Se ben pensa di dar qualche conforto
     À la sospetta donna il messo fido,
     Non può far, che non creda, e forse à torto
     Quel, che sparso n’havea la fama, e ’l grido.
     Per non far del suo pianto il servo accorto,
     Mentre intende biasmar lo sposo infido,
     Và in parte, (e dice à lui, ch’ ivi l’attenda)
Ú si possa doler, ch’ei non intenda.

Dunque è pur ver, che questa Iole serba
     Per sue delitie il mio stolto marito?
     Ch’essendo bella, e ne l’eta più acerba,
     Può dar ricetto al suo folle appetito.
     Et una infame andrà lieta, e superba
     D’un amante si forte, e si gradito ?
     Et io, che son la sua pudica moglie
     N’andrò priva di lui, colma di doglie?

Non tien con questo dire il viso asciutto,
     Ma sparso, e pien di copioso pianto:
     E chiama il suo consorte ingrato in tutto,
     E gli dà fra gl’infidi il primo vanto.
     Disse (vedendo poi senz’alcun frutto
     Le lagrime, onde è molle il viso, e ’l manto)
     Non moverà il mio lutto Hercole à pieta,
     Ma la nemica mia farà ben lieta.

Miglior rimedio qui trovar conviene.
     Qui il pianto in tutto ho da lasciar da parte.
     Ne debbo io far querela? ò pure è bene,
     Ch’io taccia? et usi anch’ io la froda, e l’arte?
     E come il tempo commodo mi viene,
     Vendichi à pien le lagrime, c’hò sparte?
     Ma debbo intanto al Calidonio regno
     Tornarmi? ò passar qui l’ ira, e lo sdegno?

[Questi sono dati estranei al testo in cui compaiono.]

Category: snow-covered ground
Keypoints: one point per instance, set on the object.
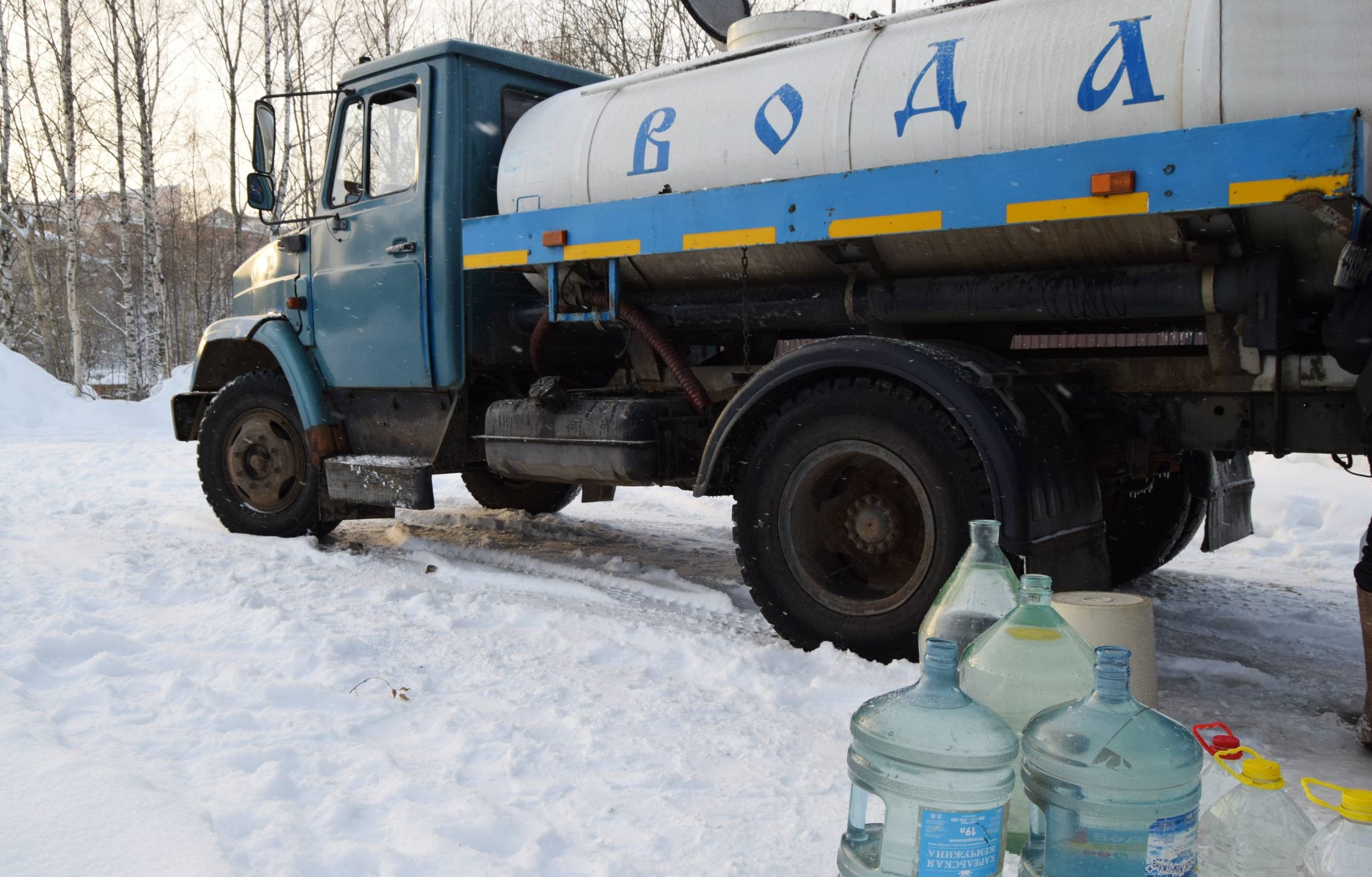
(588, 694)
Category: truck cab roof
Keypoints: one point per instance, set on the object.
(444, 49)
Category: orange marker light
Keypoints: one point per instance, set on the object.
(1114, 182)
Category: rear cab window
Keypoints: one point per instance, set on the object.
(379, 147)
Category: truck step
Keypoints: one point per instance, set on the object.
(371, 480)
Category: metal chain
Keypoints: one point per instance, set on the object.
(748, 344)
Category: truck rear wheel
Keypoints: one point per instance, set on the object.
(254, 463)
(851, 513)
(1150, 524)
(536, 498)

Ma non debbo mostrar, com’ io son quella,
     Che nacqui già de la crudele Althea?
     E che di Meleagro io son sorella,
     Che fe bere à due zij l’onda Lethea?
     Non debbo io far ver lui l’alma rubella,
     S’egli ha ver me la mente ingiusta, e rea?
     S’ella uccise già il figlio, il figlio il zio,
     Ben torre à due stranier l’alma poss’io.

Se l’effetto sarà, come io vorrei,
     E farà l’error mio pare à la voglia,
     Farò vedere al mio marito, e à lei
     Quel, che può far la muliebre doglia.
     Ne mi torrò da i novi pensier miei,
     Ch’à le lor membra l’anima non toglia.
     Mostrerò lor con più d’un corpo essangue,
     Quel, ch’è far’ onta al Calidonio sangue.

Ma non è degno, ch’io del mio consorte
     (Senza tentar qualche parer più giusto)
     Dia cosi tosto à la spietata corte
     Di Stige l’alma, et à la tomba il busto.
     S’han rimedij à tentar di varia sorte
     Per torlo à questo amore indegno, e ingiusto:
     E s’avien poi, che pur la tenga, e l’ami,
     Tutti i modi à tentar s’ hanno più infami.

Dopo vario pensar le cade in mente
     De la camicia, c’hebbe dal Centauro,
     La cui virtù per quel, ch’ella ne sente,
     Può dare al morto amor forza, e ristauro.
     Già molto prima ad una sua servente
     L’havea fatta adornar di seta, e d’auro:
     Il cui ricamo d’or, d’ostro, e di seta
     Lo sparso sangue à l’occhio asconde, e vieta.

Poi, che la donna dal Centauro intese,
     Che ’l sangue al morto amor potea dar forza,
     Perche non fosse schiva à l’occhio, prese
     Parer di dare al sangue un’altra scorza.
     E con vermigli fior tale il lin rese,
     Ch’ogni occhio à creder, che vi guarda, sforza:
     Che i vaghi, e sparsi fior, ch’ornano il panno,
     Non denno altrove star, che dove stanno.